In its August 11, 2004 response to the plaintiffs’ amended fee statement, Island Homes points to offers of judgment, one dated November 7, 2001, on behalf of Island Homes Construction Co., Inc., and a second dated January 27, 2003, on behalf of Joe Felix. Rule 68 of the FSM Rules of Civil Procedure provides that if a defendant makes an offer of judgment, and the judgment ultimately obtained is not more favorable than the offer, then the offeree must pay the costs accrued after the offer.
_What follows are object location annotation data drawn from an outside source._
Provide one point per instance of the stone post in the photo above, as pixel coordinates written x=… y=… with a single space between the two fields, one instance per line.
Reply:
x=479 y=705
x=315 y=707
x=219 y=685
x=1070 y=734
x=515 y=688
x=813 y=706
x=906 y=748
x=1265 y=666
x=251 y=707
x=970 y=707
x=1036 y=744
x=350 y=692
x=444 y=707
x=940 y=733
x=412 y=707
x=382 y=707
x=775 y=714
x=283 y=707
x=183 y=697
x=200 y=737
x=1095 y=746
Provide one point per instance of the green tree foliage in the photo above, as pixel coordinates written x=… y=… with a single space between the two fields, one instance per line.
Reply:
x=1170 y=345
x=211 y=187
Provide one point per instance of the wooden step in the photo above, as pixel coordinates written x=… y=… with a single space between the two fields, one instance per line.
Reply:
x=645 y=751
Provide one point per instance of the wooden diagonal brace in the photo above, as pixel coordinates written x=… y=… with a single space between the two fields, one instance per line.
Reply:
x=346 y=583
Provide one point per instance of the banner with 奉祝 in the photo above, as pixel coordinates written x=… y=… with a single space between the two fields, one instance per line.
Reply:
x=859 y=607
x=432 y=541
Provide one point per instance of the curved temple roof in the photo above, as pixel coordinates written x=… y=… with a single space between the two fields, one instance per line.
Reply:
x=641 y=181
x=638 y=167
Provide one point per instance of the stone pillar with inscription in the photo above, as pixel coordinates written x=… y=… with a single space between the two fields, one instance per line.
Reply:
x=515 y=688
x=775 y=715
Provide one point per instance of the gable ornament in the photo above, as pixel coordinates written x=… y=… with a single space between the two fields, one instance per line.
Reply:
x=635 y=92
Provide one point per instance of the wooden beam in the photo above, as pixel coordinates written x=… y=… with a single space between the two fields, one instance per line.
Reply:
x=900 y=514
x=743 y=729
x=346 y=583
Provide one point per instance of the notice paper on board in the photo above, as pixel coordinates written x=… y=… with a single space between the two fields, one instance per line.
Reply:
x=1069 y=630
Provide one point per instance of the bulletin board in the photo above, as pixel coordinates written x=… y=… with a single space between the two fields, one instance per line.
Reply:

The first offer of judgment is for $89,465.00, which is the amount claimed in the original complaint, while the second offer is "for the principal amount stated in the complaint." However, as previously noted, judgment in this case was rendered on the amended complaint, and plaintiffs obtained judgment jointly and severally against Joe Felix individually and Island Homes Construction, Inc., in the amount $131,995.78, which is substantially more than that claimed in the original complaint. Thus, the offers of judgment do not bear on the question of costs.
A separate award of attorney’s fees and costs issues herewith. The award is made jointly and severally against Island Homes and the Bank.
The plaintiffs’ August 19, 2004 motion for an enlargement of time to file a reply to Island Homes’ response to the amended fee statement is denied.